This Northern overland route of over 1,600 miles, lay for most of the distance through a partially explored region, filled with numerous bands of the hostile Sioux Indians. It was the year of the Sioux Indian massacre in Minnesota. After a continuous journey of upwards of eighteen weeks we reached Grasshopper creek near the head of the Missouri on the 23d day of October, with our supply of provisions nearly exhausted, and with cattle sore-footed and too much worn out to continue the journey. There we camped for the winter in the midst of the wilderness, 400 miles from the nearest settlement or postoffice, from which we were separated by a region of mountainous country, rendered nearly impassable in the winter by deep snows, and beset for the entire distance by hostile Indians. Disheartening as the prospect was, we felt that it would not do to give way to discouragement. A few venturesome prospectors from the west side of the Rocky Mountains had found gold in small quantities on the bars bordering the stream, and a few traders had followed in their wake with a limited supply of the bare necessaries of life, risking the dangers of Indian attack by the way to obtain large profits as a rightful reward for their temerity. Flour was worth 75 cents per pound in greenbacks, and prices of other commodities were in like proportion, and the placer unpromising; and many of the unemployed started out, some on foot, and some bestride their worn-out animals, into the bleak mountain wilderness, in search of gold. With the certainty of death in its most horrid form if they fell into the hands of a band of prowling Blackfeet Indians, and the thought uppermost in their minds that they could scarcely escape freezing, surely the hope which sustained this little band of wanderers lacked none of those grand elements which sustained the early settlers of our country in their days of disaster and suffering. Men who cavil with Providence and attribute to luck or chance or accident the escape from massacre and starvation of a company of destitute men, under circumstances like these, are either wanting in gratitude or have never been overtaken by calamity. My recollection of those gloomy days is all the more vivid because I was among the indigent ones.

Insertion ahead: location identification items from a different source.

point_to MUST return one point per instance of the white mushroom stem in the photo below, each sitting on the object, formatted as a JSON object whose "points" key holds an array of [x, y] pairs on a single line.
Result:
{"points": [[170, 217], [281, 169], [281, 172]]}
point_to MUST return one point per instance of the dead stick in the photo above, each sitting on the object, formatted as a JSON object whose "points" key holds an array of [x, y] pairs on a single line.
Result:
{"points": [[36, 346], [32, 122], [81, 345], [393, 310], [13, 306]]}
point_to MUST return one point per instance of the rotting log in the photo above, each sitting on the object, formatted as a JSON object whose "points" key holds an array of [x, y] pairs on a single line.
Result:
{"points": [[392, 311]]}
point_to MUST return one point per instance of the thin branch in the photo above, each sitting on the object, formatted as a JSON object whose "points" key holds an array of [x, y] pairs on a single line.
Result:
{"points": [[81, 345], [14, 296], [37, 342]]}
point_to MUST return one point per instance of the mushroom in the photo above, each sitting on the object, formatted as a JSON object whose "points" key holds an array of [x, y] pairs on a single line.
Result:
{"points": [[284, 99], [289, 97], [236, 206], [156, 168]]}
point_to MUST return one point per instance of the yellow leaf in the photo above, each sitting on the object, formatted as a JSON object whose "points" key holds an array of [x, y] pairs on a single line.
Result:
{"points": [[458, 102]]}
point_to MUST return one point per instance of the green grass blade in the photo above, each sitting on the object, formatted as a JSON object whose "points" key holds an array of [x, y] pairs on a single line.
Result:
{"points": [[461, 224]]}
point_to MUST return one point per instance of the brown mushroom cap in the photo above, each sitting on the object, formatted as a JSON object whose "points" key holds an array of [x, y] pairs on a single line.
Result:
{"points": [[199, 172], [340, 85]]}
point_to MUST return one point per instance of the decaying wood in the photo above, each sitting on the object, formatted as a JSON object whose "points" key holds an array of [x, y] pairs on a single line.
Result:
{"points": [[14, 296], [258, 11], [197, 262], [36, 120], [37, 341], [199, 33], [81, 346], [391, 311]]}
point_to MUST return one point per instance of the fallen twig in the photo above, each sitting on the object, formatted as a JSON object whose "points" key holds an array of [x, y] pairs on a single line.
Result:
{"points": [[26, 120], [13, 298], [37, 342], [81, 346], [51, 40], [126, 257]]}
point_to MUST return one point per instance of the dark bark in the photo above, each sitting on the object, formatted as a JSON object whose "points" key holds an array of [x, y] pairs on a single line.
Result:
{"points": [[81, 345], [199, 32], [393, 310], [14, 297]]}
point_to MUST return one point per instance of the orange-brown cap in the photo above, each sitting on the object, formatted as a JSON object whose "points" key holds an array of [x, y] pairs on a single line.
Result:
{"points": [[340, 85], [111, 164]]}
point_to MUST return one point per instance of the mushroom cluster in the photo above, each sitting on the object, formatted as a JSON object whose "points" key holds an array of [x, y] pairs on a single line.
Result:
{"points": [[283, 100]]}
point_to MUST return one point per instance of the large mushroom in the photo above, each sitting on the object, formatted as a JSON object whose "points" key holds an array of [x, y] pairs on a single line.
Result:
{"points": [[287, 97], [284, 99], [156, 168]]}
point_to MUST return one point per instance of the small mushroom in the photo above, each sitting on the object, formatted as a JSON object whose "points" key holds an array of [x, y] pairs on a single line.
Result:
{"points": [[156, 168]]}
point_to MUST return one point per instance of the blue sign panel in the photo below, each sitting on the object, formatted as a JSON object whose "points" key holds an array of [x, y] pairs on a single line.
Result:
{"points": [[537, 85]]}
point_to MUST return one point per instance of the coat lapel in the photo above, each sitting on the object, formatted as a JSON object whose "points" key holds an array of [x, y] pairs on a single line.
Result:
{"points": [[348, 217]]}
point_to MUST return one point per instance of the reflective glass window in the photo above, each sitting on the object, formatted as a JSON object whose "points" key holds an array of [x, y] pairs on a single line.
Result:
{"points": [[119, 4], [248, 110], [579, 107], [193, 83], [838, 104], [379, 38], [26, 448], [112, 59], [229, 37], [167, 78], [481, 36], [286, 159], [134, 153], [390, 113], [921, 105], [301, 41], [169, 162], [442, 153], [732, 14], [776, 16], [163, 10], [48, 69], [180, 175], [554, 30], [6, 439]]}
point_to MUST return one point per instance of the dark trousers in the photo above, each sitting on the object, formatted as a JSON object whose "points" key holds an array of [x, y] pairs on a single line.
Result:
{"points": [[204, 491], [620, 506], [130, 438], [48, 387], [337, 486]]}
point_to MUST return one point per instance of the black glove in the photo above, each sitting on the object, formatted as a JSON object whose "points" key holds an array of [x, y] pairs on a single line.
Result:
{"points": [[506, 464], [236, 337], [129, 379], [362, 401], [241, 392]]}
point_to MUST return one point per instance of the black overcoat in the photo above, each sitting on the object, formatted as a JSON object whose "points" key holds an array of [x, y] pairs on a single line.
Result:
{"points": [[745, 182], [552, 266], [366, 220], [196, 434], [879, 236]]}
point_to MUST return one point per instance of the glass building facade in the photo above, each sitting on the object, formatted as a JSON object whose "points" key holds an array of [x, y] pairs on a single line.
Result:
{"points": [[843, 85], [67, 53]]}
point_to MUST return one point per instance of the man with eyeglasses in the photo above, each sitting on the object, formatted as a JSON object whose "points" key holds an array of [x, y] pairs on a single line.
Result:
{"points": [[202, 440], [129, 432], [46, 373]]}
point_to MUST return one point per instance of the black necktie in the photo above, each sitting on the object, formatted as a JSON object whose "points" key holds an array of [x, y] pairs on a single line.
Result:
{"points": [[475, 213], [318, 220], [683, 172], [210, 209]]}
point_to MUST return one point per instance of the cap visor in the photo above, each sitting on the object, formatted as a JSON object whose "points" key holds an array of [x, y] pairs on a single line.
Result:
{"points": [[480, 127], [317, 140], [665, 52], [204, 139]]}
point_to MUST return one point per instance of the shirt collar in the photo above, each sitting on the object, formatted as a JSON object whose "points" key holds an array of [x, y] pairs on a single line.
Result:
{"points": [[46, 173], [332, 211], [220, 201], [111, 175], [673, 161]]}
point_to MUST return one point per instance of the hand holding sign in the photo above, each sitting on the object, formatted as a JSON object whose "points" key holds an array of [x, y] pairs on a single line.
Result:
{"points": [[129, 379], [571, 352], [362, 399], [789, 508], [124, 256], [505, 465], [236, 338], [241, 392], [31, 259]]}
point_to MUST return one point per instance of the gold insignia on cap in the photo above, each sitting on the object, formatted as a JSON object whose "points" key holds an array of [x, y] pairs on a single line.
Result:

This region was then the rendezvous of the Bannack Indians, and we named the settlement “Bannack,” not the Scotch name “Bannock,” now often given to it.

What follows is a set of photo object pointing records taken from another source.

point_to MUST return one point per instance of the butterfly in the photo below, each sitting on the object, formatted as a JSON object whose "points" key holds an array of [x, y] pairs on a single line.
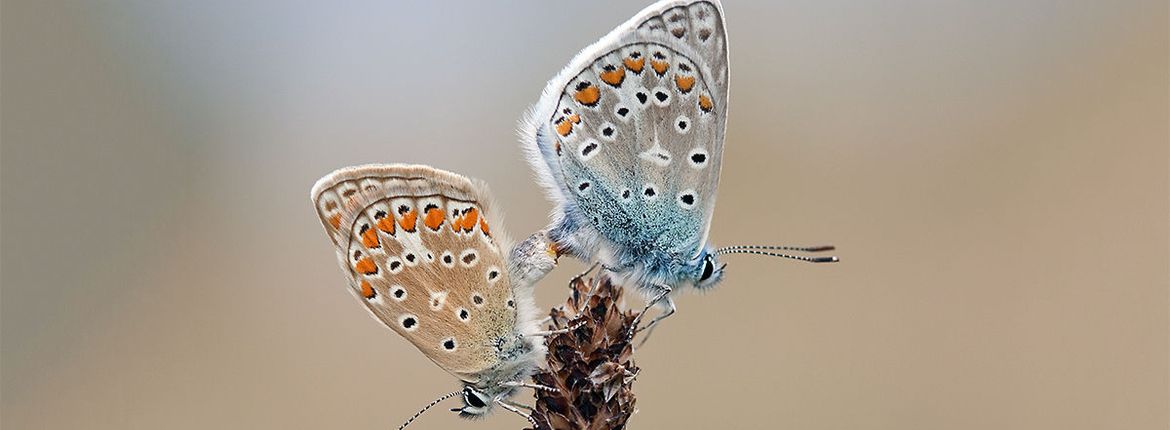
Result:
{"points": [[627, 141], [418, 248]]}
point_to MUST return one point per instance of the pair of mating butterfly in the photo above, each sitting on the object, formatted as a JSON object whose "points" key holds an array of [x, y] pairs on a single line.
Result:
{"points": [[627, 140]]}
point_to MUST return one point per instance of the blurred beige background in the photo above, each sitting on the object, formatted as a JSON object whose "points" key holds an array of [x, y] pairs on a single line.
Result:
{"points": [[993, 172]]}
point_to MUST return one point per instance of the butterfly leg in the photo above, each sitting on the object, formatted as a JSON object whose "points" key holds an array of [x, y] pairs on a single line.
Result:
{"points": [[558, 331], [514, 409], [649, 327], [665, 291], [582, 275], [527, 385]]}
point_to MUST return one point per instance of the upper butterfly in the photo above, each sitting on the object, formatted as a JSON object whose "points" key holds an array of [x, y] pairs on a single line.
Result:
{"points": [[628, 140], [419, 251]]}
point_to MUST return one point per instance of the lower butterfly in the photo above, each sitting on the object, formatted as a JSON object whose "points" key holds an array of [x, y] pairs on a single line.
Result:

Montana was organized as a territory on the 26th day of May, 1864, and I continued to reside in that territory until the year 1876, being engaged chiefly in official business of a character which made it necessary, from time to time, for me to visit all portions of the territory. It is a beautiful country. Nature displays her wonders there upon the most magnificent scale. Lofty ranges of mountains, broad and fertile valleys, streams broken into torrents are the scenery of every-day life. These are rendered enjoyable by clear skies, pure atmosphere and invigorating climate.